Exemplarisch für die Folgen der neuen Eingruppierung veröffentlichte die AWO die konkreten Begutachtungsergebnisse des MDK aus 14 Heimen. So sind beispielsweise in einem thüringischen Heim mit 102 Betten heute 26 Prozent der Bewohner der Stufe I, 29 Prozent der Stufe II, 32 Prozent der Stufe III und 13 Prozent der Stufe IV zugeordnet. Künftig werden 43 Prozent der 102 Menschen überhaupt keine Leistungen mehr erhalten. 20 Prozent werden in die Stufe I, 13 Prozent in die Stufe II und 22 Prozent in die Stufe III eingruppiert werden. Nur zwei Bewohner werden dann noch als Härtefall (Stufe IV) gelten.

Behinderte werden von dieser Neufassung der Pflegebedürftigkeit besonders stark betroffen sein, denn sie fallen zum Großteil durch dieses Raster. Ein Blinder oder ein Querschnittgelähmter braucht keine Pflege im Sinne der Pflegeversicherung. Essen, Waschen, Anziehen – das ist für sie ein geringes oder gar kein Problem, zumindest, wenn sie sich in behindertengerechten Räumen aufhalten können. Doch Gespräche, Spaziergänge oder Hilfe in der nicht behindertengerechten Umwelt, bei Arztbesuchen oder Amtsgängen – diese Art der Hilfe gibt es ab dem 1. Juli nicht mehr.

"Junge Behinderte sind in diesem Punkt ein echtes Problem", erklärte die Leiterin der pflegerischen Dienste der Caritas in Essen, Hilldebrand, gegenüber der Neuen Arbeiterpresse. Wohlgemerkt, die Behinderten sind "das Problem", nicht die Pflegeversicherung.

Doch nicht nur die Pflegebedürftigen sind die Leidtragenden. Auch die Pflegerinnen und Pfleger bekommen die zweite Stufe der Pflegeversicherung zu spüren. Nach Berechnungen der AWO ist nach dem 1. Juli bundesweit mit einem Rückgang der jetzigen Heimentgelte um 25 Prozent zu rechnen.

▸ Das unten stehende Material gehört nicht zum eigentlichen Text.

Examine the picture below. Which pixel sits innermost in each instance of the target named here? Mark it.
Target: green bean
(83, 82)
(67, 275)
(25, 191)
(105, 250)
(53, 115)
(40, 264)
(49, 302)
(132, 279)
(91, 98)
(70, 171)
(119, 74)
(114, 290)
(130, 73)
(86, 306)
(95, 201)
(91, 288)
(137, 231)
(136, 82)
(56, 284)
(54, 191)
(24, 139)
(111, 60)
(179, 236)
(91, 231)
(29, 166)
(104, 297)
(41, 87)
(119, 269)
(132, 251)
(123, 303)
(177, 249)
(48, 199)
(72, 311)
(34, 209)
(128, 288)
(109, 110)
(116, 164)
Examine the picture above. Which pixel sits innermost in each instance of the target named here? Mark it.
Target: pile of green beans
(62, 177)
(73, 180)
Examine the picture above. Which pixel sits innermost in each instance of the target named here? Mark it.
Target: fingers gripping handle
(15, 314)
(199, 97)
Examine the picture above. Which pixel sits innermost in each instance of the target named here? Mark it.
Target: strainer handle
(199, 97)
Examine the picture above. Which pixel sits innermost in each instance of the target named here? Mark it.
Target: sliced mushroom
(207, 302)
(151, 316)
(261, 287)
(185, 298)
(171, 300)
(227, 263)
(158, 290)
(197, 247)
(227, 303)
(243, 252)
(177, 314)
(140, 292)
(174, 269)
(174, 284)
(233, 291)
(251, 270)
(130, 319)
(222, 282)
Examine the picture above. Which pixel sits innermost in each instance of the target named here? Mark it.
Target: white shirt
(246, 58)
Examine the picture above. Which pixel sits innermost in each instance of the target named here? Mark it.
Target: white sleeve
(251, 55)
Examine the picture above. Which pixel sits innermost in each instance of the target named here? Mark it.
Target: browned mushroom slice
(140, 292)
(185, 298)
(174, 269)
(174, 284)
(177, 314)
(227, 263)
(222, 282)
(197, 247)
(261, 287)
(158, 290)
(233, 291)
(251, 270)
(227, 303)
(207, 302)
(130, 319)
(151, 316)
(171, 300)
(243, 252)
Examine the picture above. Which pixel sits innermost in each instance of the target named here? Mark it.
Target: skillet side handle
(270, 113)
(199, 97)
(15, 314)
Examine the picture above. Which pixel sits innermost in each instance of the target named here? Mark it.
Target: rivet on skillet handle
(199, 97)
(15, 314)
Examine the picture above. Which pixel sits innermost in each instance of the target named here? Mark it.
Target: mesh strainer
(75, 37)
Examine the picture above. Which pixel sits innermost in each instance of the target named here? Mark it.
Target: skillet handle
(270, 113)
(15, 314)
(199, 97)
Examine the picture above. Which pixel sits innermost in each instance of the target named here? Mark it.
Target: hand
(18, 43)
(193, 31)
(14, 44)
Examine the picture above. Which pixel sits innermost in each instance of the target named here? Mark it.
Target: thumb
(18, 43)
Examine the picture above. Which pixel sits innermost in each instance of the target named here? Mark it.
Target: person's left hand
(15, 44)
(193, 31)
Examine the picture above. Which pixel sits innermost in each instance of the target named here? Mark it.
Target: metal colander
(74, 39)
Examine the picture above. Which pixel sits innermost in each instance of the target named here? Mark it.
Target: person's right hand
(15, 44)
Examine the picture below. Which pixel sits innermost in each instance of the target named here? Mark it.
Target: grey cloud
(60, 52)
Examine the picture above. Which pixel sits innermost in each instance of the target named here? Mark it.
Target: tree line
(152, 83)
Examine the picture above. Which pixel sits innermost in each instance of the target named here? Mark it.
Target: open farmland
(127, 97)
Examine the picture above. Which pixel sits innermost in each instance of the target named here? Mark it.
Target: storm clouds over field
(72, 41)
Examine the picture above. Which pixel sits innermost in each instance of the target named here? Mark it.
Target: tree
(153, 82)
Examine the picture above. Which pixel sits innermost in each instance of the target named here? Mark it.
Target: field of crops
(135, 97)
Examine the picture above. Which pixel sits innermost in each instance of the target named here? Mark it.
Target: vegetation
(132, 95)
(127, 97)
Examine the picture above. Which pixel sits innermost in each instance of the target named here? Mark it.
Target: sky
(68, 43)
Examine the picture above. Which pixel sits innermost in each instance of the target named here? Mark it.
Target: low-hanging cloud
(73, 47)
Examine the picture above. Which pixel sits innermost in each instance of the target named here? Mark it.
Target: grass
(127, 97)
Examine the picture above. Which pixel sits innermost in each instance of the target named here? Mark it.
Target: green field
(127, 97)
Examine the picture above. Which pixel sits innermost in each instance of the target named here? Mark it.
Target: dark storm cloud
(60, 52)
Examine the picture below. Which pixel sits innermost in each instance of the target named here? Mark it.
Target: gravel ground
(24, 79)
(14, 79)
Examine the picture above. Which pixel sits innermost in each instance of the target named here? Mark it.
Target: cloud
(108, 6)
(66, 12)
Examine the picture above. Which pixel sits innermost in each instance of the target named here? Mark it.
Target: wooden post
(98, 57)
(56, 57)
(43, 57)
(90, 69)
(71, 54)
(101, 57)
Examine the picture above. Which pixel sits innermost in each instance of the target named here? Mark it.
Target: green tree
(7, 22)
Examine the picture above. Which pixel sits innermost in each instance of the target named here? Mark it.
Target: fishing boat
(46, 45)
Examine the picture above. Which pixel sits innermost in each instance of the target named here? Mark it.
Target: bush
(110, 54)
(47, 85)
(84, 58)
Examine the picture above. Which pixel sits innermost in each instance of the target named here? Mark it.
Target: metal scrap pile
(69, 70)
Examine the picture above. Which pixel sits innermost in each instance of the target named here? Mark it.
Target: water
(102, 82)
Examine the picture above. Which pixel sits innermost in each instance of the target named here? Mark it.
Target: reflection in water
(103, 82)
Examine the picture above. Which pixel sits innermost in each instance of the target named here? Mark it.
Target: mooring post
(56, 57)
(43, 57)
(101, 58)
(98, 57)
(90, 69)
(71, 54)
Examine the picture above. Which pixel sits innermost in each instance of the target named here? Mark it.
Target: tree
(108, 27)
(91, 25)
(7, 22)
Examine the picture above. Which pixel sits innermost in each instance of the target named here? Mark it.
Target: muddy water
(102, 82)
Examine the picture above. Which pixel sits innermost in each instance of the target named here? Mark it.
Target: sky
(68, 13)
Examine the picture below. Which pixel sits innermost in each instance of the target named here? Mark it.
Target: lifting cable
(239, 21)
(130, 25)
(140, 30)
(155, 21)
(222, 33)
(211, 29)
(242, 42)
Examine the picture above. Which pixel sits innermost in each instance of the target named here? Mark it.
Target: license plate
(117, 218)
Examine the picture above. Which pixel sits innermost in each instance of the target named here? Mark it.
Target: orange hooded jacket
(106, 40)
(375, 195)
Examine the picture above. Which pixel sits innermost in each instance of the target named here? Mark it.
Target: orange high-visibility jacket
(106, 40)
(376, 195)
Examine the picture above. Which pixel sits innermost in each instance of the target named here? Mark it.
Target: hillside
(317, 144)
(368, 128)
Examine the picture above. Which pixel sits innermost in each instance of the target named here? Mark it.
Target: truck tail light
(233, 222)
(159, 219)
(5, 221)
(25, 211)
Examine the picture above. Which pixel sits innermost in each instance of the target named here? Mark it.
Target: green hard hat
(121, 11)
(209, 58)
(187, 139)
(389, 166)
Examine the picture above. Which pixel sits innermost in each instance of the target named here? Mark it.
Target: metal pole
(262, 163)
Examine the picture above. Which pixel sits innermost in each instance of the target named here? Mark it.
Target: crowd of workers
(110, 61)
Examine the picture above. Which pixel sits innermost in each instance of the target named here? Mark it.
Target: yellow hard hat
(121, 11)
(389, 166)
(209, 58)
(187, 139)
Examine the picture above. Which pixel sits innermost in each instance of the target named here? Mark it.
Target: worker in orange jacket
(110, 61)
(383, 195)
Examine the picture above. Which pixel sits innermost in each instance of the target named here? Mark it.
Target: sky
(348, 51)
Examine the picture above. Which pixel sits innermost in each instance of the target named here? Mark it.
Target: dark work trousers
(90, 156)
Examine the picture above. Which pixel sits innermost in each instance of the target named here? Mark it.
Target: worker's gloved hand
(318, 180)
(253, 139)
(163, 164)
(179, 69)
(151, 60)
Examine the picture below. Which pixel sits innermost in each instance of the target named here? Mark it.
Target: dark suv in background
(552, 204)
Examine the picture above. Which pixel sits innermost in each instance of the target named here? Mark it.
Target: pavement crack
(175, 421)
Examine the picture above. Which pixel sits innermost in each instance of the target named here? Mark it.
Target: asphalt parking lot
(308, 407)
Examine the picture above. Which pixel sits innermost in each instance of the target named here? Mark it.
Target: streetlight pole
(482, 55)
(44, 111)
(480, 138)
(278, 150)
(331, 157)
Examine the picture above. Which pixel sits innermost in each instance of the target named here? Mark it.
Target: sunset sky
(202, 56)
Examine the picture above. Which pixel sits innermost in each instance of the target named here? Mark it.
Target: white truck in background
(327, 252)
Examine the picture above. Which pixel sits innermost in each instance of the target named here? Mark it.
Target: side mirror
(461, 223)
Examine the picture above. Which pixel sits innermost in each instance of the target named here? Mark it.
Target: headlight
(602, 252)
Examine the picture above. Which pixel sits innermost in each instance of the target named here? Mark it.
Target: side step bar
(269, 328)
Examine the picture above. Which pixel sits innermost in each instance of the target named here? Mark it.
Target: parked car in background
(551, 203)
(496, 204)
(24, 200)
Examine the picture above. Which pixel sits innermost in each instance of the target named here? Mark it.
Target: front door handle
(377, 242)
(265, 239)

Als Folge dieser rigorosen Kürzung wird in erster Linie ein weiterer Arbeitsplatzabbau zu sehen sein: Jeder fünfte Arbeitsplatz ist laut AWO gefährdet. Dies hat wiederum den Effekt, daß die Pflegerinnen und Pfleger nur noch das Allernötigste erledigen können. In der Praxis wird dies dann so aussehen, daß die Pflegekräfte während der gesamten Arbeitszeit nur noch mit Füttern und Saubermachen beschäftigt sind. Am Ende eines Gangs angelangt, müssen sie vorne von neuem beginnen – und die Patienten werden im Fließbandverfahren abgefertigt.

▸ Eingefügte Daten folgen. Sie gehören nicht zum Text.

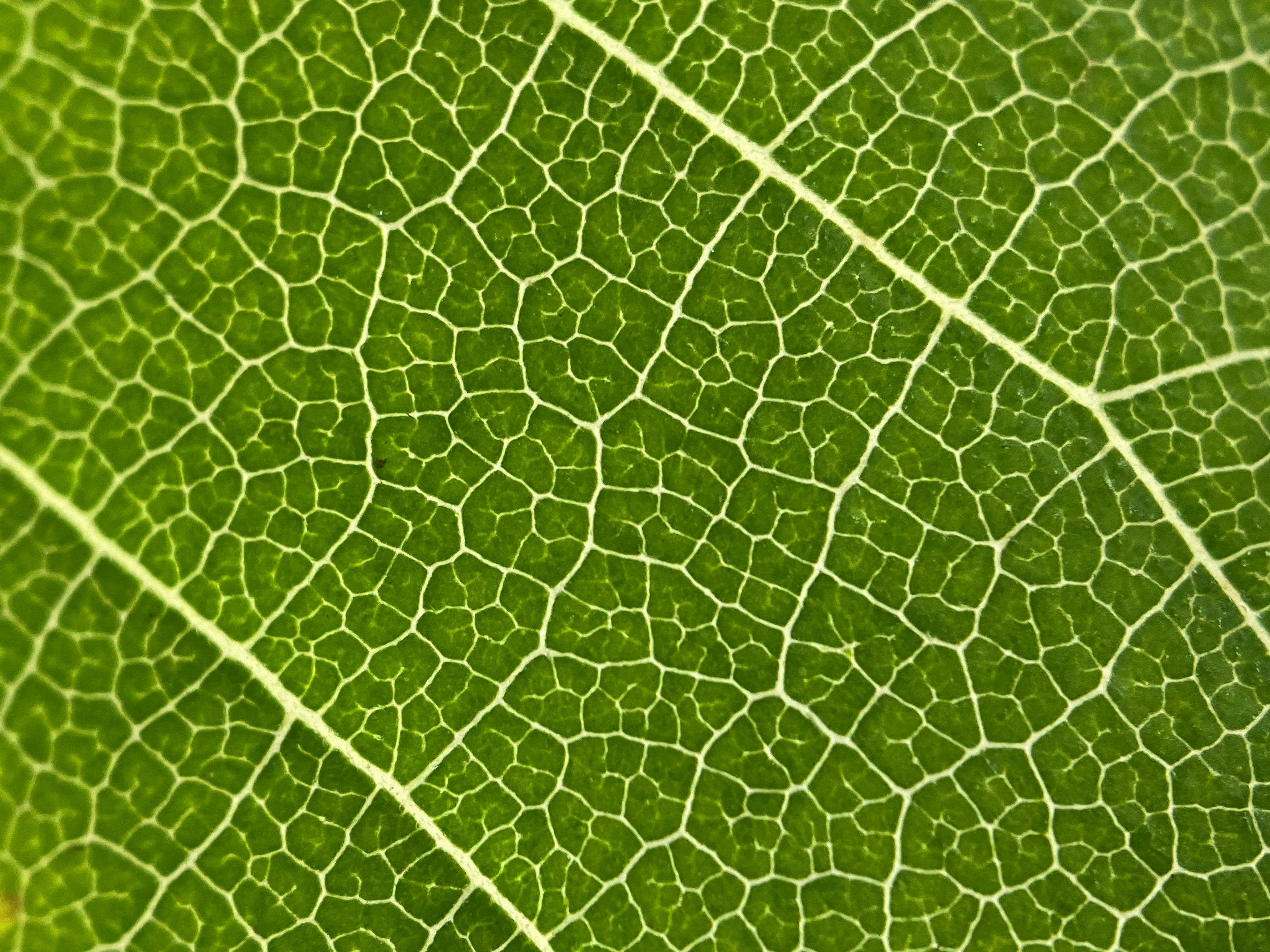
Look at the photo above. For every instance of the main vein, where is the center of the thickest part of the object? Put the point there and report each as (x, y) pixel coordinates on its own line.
(108, 549)
(769, 167)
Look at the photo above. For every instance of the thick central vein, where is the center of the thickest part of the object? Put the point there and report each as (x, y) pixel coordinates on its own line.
(769, 167)
(108, 549)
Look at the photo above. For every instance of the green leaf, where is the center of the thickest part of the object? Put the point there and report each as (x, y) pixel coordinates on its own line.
(634, 476)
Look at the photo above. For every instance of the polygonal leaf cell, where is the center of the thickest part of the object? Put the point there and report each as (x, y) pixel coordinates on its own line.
(629, 476)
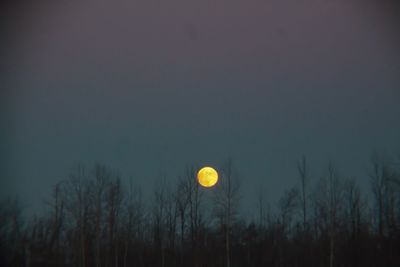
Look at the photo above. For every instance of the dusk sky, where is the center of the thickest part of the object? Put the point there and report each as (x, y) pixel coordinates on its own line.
(148, 87)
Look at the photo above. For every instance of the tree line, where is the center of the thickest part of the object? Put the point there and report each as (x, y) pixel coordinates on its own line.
(94, 219)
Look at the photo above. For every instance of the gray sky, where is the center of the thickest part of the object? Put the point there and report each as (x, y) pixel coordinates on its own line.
(147, 87)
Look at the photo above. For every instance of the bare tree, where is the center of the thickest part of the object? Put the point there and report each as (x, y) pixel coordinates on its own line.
(227, 201)
(303, 170)
(75, 197)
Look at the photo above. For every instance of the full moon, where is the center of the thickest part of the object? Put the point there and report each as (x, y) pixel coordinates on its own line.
(207, 177)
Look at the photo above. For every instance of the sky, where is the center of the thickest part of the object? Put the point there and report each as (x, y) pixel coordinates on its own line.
(149, 86)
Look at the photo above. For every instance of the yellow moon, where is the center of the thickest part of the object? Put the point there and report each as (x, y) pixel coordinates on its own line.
(207, 177)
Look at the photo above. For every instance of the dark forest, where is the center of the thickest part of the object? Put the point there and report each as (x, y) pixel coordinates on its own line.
(94, 219)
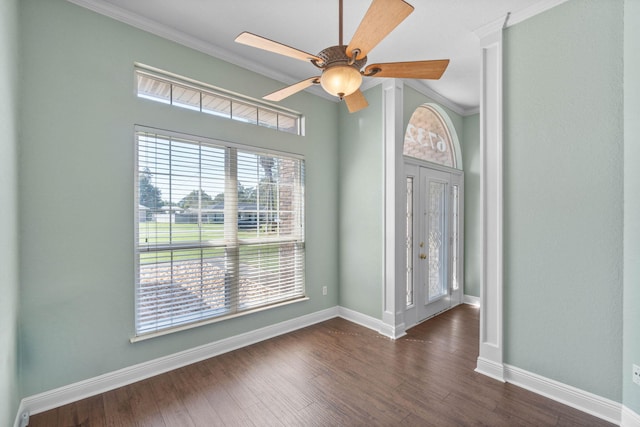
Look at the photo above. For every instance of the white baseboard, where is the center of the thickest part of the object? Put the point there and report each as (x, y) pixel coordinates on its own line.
(587, 402)
(22, 417)
(112, 380)
(360, 319)
(471, 300)
(582, 400)
(629, 418)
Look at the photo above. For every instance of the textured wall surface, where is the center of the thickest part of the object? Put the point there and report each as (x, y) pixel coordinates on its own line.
(77, 189)
(362, 206)
(472, 226)
(631, 355)
(9, 288)
(563, 194)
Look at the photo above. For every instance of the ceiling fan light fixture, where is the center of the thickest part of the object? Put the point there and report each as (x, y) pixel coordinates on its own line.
(341, 80)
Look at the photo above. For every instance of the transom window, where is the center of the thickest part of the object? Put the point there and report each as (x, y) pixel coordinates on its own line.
(428, 138)
(219, 230)
(185, 93)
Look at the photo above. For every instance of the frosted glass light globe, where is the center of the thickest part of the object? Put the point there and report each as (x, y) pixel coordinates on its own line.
(341, 80)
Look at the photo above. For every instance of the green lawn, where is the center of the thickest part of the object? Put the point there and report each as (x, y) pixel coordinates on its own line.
(160, 233)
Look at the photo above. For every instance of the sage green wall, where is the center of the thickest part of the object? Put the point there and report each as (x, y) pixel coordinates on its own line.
(631, 352)
(470, 143)
(563, 194)
(361, 206)
(76, 189)
(9, 288)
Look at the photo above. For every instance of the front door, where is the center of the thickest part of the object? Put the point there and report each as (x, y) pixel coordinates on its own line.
(436, 249)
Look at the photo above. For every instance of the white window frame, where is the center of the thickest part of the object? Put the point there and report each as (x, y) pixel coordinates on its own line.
(293, 238)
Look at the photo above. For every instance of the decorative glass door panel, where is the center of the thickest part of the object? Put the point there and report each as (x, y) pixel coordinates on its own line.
(433, 245)
(437, 233)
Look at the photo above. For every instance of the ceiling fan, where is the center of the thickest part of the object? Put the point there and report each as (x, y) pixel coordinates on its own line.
(342, 65)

Zweitens werden die Heime gezwungen, verstärkt auf den Einsatz von unausgebildeten und daher billigeren Kräften zurückzugreifen, wollen sie nicht wegen "Unwirtschaftlichkeit" geschlossen werden. Nebenbei wird damit auf diesem Weg ein vom Bundesministerium seit langem verfolgtes Ziel durchgesetzt, nämlich die Abschaffung der heute geltenden Heimpersonalverordnung, die eine fünfzig-prozentige Besetzung der Stellen mit Pflegefachkräften vorschreibt.

Wie immer, wenn sich das "Marktprinzip" Bahn bricht, sind die Leidtragenden die Arbeiter, hier in Person der Pfleger und Gepflegten; die Profiteure sind die Unternehmer, durch den Wegfall der Pflegeleistungen in der gesetzlichen Krankenkasse. Die Pflegeversicherung zahlen zu hundert Prozent die Beschäftigten, wenn nicht – wie in einigen Bundesländern – ganz direkt, dann durch den Wegfall eines Feiertages.